Aber ist die Theorie wirklich so hanebüchen? Der Splitter war gesetzt. Obwohl Ellie in einem ersten Ansturm Espens Behauptungen vehement dementiert hätte, geriet sie dennoch ins Nachdenken. Kann ein Land so magisch sein und mir falsche Gefühle vorgaukeln, damit ich zu ihm zurückkehre? Sie fühlte, wie irgendetwas in ihr zu zerspringen drohte. Können meine Gefühle und Empfindungen mich derart täuschen? Ist das alles eine Lüge? Sie mochte nicht recht daran glauben. Ihre Gefühle für Kellan waren echt. Sie liebte ihn, bevor sie Iphosia wieder verlassen hatte. Wollte Iphosia mich schon zu dem Zeitpunkt daran hindern, es zu verlassen? Ihre Gedanken drehten sich im Kreis. Sie waren so verlogen und unwirklich, aber dann auch wieder klar und verständlich. Aber was ist mit Annie?

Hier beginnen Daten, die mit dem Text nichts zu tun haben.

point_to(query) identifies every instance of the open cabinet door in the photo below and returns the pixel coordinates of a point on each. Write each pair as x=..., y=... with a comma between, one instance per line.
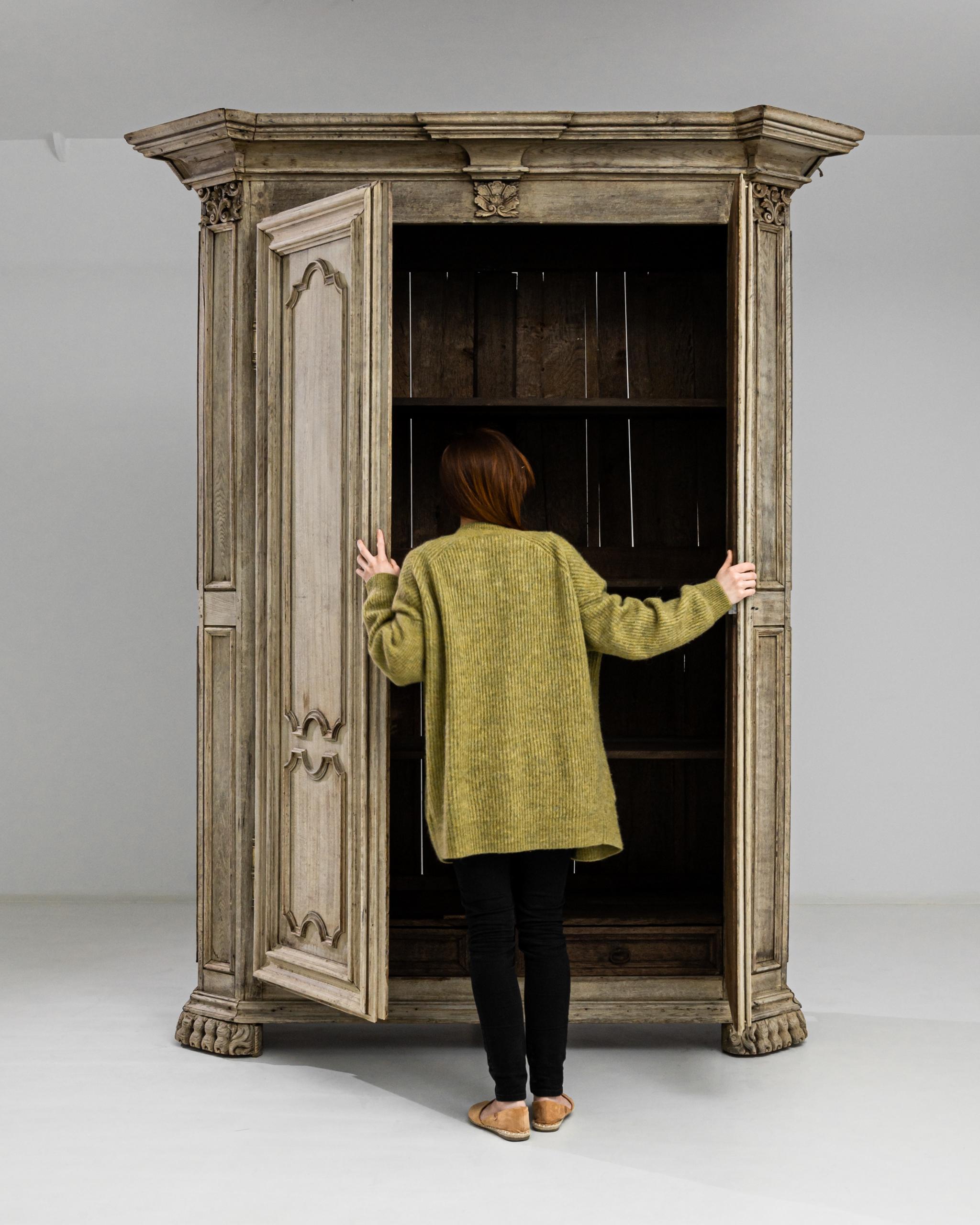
x=736, y=869
x=324, y=345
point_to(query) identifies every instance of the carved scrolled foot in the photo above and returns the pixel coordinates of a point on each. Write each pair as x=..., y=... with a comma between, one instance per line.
x=765, y=1037
x=218, y=1037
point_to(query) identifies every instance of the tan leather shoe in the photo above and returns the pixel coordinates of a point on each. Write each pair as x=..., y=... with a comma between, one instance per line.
x=550, y=1115
x=510, y=1124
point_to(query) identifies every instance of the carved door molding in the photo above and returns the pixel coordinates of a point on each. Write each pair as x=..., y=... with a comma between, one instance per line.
x=323, y=369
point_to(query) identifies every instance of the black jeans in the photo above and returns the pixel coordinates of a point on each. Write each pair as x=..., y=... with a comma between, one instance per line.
x=524, y=890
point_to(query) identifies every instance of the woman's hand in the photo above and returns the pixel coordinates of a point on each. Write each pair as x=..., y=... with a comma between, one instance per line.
x=736, y=581
x=369, y=565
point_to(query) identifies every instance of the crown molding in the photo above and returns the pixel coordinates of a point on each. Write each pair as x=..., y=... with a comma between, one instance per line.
x=784, y=147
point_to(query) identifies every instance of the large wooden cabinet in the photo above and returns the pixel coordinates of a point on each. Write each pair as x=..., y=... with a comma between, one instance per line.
x=614, y=292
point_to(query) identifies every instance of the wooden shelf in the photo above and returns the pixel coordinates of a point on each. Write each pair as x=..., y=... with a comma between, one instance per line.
x=558, y=405
x=616, y=749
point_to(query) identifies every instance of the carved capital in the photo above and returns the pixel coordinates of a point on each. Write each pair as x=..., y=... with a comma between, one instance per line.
x=765, y=1037
x=495, y=198
x=216, y=1037
x=769, y=202
x=221, y=204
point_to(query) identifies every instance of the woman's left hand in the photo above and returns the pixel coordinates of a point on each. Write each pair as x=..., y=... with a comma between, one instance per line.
x=369, y=565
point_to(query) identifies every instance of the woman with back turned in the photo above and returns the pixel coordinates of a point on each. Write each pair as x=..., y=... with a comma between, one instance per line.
x=506, y=629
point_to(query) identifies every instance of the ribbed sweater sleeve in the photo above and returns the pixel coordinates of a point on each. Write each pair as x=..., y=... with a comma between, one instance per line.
x=392, y=616
x=635, y=629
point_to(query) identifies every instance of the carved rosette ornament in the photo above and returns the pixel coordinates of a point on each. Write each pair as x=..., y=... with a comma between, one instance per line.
x=218, y=1037
x=765, y=1037
x=221, y=204
x=769, y=204
x=495, y=198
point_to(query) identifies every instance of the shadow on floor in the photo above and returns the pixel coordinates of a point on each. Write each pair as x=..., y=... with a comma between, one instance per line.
x=443, y=1068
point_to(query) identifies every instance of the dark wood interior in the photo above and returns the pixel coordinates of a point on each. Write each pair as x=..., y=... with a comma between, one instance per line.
x=601, y=351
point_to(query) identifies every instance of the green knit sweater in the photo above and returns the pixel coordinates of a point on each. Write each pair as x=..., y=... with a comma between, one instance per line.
x=506, y=629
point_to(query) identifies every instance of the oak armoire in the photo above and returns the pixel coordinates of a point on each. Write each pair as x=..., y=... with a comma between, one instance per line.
x=611, y=290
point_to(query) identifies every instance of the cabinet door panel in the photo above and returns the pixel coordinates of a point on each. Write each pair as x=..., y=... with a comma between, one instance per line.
x=322, y=852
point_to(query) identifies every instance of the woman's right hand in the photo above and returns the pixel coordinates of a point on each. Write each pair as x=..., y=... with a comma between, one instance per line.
x=736, y=581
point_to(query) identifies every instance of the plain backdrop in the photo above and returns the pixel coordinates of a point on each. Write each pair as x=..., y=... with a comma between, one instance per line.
x=97, y=396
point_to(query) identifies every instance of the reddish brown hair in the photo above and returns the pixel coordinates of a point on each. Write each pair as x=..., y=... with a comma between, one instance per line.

„Tolle Geschichte.“ Ellie bot alles auf, um einigermaßen kühl und gefasst zu wirken. „Aber sie ist nicht wahr. Meine Schwester Anna verschwendet seit damals keinen Gedanken mehr an Iphosia. Und sie wollte auch auf keinen Fall mit. Wie passt das in deine Theorie?“
Espen blieb sichtlich unbeeindruckt. Geduldig kaute er seinen Bissen zu ende, bevor er antwortete:
„Anna ist jünger als du. Du bist die Erstgeborene. Nur die Erstgeborenen besitzen die vollkommene Macht der Elorén. Sie sind für das magische Land wichtig.“
„Anna konnte die Seite lesen“, entgegnete Ellie. „Für mich stand da nichts drauf. Wie soll ich da magischer sein?“
„Anna ist noch ein Kind und für Kinder ist Magie ein Teil der Realität. Du glaubst an so etwas nicht oder willst es nicht. Was weiß ich. Es ist, wie es ist. Akzeptiere es oder lass es bleiben. Wir sollten uns jetzt ein wenig ausruhen. Morgen gehen wir weiter.“
Espen ließ sich auf den Rücken fallen, verschränkte die Arme hinter dem Kopf und schloss die Augen. Ellie hingegen blieb noch einige Minuten sitzen und starrte in die Flammen des Lagerfeuers. Sie konnte die düsteren Gedanken nicht vertreiben. Alles, was sie in den letzten Monaten zu fühlen geglaubt hatte, war mit einem Mal in Frage gestellt.